To see just how extensive the failings are, it’s important to have context. The Grammys essentially shunned reggaeton, a genre inspired by and pioneered by black artists, until 2008 when it introduced the Best Latin Urban Album award. The category proved short-lived, abandoned after three instances — two of which were won by Latin alternative act Calle 13 — and rolled into the dubious abomination of Best Latin Rock, Urban, or Alternative Album. (Calle 13 won it that first year too.)
Meanwhile, the Latin Grammys haven’t fared much better. Since 2000, this parallel awards-granting program within the Recording Academy, with its own televised ceremony, has gone above and beyond just mirroring its all-genre counterpart’s blind spots. Though it launched the Best Urban Music Album category in 2001, it only introduced the Best Urban Song prize in 2009, five years after Daddy Yankee’s “Gasolina” charted on the Billboard Hot 100. In doing so, however, the Latin Grammys have largely relegated reggaeton to these categories, leaving them out of consideration for the general prizes in spite of ever-growing popularity. In the 20 years of these ceremonies, a reggaetonero has not won a single Album of the Year award. It took 18 years, and the inevitability of Luis Fonsi and Daddy Yankee’s smash “Despacito,” before one won a Record of the Year prize, and 19 years before Karol G became the first to snag Best New Artist.
At the height of a mainstream boom fueled by Bad Bunny and J Balvin, among others, last fall’s Latin Grammys nominations so egregiously excluded reggaeton and Latin trap artists from the non-genre brackets that a vocal plurality of them boycotted the ceremony. Though the Recording Academy and its surrogates played it down to these acts and their teams not submitting paperwork on time or otherwise not participating in the process, the visible absence of superstars eventually prompted the organization to add two new categories as penance: Best Reggaeton Performance and Best Rap/Hip Hop Song. Given the history of snubs, the changes offer cold comfort.

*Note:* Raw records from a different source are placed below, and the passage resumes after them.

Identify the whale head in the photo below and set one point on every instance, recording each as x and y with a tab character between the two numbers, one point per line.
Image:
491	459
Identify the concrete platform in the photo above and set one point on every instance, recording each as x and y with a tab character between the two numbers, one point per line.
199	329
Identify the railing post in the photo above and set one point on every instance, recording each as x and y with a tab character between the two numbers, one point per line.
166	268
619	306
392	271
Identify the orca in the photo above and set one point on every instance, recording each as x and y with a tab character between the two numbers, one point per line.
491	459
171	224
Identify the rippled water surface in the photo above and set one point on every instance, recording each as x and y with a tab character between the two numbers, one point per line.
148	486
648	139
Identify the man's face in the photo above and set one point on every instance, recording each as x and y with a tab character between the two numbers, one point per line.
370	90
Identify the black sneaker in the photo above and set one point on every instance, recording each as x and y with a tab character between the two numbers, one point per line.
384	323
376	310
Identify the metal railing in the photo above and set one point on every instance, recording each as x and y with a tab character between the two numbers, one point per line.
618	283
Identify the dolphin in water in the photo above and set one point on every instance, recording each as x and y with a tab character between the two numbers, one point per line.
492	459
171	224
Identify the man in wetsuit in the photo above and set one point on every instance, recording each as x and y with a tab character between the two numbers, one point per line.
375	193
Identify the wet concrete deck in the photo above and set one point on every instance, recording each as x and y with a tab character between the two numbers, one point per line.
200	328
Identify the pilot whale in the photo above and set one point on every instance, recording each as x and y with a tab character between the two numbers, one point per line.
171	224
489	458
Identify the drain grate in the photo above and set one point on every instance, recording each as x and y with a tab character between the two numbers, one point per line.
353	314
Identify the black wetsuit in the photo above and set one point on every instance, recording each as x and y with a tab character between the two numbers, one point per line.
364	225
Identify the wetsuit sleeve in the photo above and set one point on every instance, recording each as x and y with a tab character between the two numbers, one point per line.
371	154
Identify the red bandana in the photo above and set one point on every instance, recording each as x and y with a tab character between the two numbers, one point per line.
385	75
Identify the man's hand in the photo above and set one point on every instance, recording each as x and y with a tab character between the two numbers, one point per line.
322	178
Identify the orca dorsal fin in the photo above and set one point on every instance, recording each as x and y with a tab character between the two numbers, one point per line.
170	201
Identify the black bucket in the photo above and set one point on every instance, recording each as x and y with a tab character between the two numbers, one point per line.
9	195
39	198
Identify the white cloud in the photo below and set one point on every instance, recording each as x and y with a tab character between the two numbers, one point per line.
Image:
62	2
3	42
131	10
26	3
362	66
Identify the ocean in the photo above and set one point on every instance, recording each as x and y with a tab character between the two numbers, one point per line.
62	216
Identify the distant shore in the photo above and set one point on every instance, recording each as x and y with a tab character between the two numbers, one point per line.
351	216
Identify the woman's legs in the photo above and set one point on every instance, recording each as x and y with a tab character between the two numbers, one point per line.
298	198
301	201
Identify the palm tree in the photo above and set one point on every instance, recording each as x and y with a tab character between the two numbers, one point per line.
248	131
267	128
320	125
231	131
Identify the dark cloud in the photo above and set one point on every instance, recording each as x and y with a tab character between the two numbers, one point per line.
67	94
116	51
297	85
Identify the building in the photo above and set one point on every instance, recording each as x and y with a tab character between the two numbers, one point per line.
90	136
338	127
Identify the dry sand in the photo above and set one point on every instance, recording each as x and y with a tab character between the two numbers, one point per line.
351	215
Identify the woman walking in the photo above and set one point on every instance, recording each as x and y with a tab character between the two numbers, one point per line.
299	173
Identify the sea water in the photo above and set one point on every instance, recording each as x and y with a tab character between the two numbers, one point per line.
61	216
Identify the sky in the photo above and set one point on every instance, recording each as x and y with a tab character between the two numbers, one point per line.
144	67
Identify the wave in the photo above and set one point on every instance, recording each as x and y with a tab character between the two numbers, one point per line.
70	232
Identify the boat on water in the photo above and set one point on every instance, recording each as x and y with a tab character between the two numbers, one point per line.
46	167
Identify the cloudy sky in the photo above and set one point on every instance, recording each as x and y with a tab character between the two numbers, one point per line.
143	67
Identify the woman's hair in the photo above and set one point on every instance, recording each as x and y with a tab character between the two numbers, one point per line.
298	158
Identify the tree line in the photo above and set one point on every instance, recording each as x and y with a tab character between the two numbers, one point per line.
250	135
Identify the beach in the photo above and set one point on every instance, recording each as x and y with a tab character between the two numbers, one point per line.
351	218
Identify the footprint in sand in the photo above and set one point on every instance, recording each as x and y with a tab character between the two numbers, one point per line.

Regardless of genre or language, if we’re going to do away with the term urban, we actually have to do away with it. But rectifying these long-standing and persistent issues requires much more than switching a few words around, and thinking deeper than semantics. Considering the tremendous domestic popularity of reggaeton and Latin trap right now, thanks in no small part to leading BIPOC artists like Ozuna and Sech, it’s simply absurd to lump this music in with a pop Grammy category that historically favors white or white-presenting acts like Rosalía, and largely legacy names like Juanes and Alejandro Sanz. There seems no logical reason to do so either, as none of the Latin music awards make it to the main broadcast, instead stuffed in a preshow ballroom blitz with prizes hastily handed out for bluegrass, classical, and — if you can believe it in the year 2020 — world music albums. Until the Recording Academy takes stock of its house, the Grammys will remain a holistically damaged and toxic institution.